Moffett supported Jordan for many years as a Blue Note stable-mate, “but I’ve actually known him since the Seventies when we met as youngsters at one of our Moffett Family band concerts. I remember years ago when Stanley was opening for the Wynton band and after shows we would talk about the creative possibilities of getting together.”

That first encounter with Jordan reminds us that jazz courses through Moffett’s very DNA. Just turned 48, he first started touring and recording at the age of seven with the family band run by his drummer and teacher father, Charles Moffett. His first name, in fact, is a combination of his father’s and that of revered saxophonist Ornette Coleman, in whose band both father and later son played. At home, he recalled, there was the music of John Coltrane, as well as the John Philip Souza marches his father prepared for his students, while the family band opened for popular acts such as the Isley Brothers and Earth Wind and Fire.

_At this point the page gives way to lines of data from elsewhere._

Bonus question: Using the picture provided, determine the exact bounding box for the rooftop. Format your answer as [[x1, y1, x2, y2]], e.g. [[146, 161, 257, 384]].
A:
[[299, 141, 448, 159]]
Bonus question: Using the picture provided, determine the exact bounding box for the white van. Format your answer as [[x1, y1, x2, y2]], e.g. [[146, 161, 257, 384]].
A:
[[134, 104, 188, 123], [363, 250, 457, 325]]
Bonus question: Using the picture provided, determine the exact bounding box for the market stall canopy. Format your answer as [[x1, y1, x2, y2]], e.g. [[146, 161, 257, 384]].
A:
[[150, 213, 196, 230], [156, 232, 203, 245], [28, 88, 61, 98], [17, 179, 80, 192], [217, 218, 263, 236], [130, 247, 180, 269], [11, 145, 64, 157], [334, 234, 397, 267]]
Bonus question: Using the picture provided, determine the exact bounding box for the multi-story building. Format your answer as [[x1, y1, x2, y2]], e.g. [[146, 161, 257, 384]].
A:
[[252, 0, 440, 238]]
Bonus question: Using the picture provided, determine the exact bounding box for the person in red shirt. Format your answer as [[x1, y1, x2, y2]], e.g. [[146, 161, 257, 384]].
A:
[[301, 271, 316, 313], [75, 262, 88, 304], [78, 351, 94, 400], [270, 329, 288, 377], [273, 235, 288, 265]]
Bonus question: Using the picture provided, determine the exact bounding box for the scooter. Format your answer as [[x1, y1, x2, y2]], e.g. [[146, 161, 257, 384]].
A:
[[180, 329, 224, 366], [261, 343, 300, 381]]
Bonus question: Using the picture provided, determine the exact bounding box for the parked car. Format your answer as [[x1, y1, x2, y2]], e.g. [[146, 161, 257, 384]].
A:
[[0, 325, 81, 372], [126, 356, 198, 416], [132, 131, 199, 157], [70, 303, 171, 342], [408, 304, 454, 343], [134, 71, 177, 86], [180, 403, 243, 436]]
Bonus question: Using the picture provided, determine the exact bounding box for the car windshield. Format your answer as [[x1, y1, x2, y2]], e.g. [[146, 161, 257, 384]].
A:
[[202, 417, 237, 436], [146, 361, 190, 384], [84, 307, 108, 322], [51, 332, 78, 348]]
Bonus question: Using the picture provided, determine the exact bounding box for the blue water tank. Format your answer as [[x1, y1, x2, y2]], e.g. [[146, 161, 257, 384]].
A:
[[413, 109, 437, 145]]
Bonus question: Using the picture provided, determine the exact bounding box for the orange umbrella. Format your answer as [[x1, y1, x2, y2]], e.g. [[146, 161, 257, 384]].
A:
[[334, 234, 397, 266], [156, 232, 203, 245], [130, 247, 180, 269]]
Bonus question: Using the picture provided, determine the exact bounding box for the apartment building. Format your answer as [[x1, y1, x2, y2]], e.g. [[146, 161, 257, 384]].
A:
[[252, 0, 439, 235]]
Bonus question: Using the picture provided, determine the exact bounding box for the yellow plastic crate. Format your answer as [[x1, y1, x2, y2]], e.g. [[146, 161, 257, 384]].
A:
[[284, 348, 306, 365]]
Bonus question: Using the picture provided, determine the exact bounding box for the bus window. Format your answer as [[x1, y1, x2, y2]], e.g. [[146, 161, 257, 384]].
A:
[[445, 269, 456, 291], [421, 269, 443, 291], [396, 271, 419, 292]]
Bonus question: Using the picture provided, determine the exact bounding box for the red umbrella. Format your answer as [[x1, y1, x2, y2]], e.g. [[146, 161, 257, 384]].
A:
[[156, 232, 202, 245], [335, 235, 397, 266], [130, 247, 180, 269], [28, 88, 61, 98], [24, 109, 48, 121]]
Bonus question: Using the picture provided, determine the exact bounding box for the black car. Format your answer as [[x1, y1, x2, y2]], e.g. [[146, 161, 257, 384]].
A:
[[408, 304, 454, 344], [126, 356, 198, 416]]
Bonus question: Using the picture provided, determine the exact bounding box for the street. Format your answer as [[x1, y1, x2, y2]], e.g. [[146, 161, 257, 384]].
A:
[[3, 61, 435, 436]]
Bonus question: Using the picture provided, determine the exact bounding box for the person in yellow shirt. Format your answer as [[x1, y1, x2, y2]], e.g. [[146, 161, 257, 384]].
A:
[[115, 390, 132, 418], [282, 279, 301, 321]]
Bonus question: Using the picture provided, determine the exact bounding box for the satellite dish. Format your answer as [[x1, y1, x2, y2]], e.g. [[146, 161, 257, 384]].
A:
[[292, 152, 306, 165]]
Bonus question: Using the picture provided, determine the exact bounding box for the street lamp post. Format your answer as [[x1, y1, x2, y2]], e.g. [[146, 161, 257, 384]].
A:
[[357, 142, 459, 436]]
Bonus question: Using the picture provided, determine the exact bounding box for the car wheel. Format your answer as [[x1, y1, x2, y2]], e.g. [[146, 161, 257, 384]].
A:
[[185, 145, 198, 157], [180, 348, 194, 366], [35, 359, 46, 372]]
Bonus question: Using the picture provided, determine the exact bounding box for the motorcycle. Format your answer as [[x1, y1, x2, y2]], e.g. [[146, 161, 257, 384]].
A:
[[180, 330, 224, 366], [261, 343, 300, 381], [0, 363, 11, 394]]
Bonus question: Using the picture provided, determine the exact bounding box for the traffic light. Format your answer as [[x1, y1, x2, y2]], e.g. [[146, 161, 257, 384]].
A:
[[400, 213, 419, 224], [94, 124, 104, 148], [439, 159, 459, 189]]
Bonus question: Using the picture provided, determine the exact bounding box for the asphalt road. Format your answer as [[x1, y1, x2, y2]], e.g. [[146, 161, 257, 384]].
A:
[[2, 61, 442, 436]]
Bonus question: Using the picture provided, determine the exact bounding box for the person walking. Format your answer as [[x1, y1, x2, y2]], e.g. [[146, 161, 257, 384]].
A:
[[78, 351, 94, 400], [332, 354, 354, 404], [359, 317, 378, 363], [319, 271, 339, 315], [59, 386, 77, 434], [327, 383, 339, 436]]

Studying classical music at the Juilliard School, by the time he was 16 he had left to tour with the Wynton Marsalis Quintet, going on to play with Branford Marsalis, Herbie Hancock and other luminaries.

While albums such as The Art of Improvisation and the solo Bridge, demonstrate Moffett’s virtuosic approach to both double bass and electric bass guitar, the current line-up sees him stick to fretless electric bass guitar and also the higher-tuned piccolo electric bass. He’s clearly enthusiastic about the project: “The last time I was in a very creative situation like this it was with Ornette Coleman’s three-bass quartet.”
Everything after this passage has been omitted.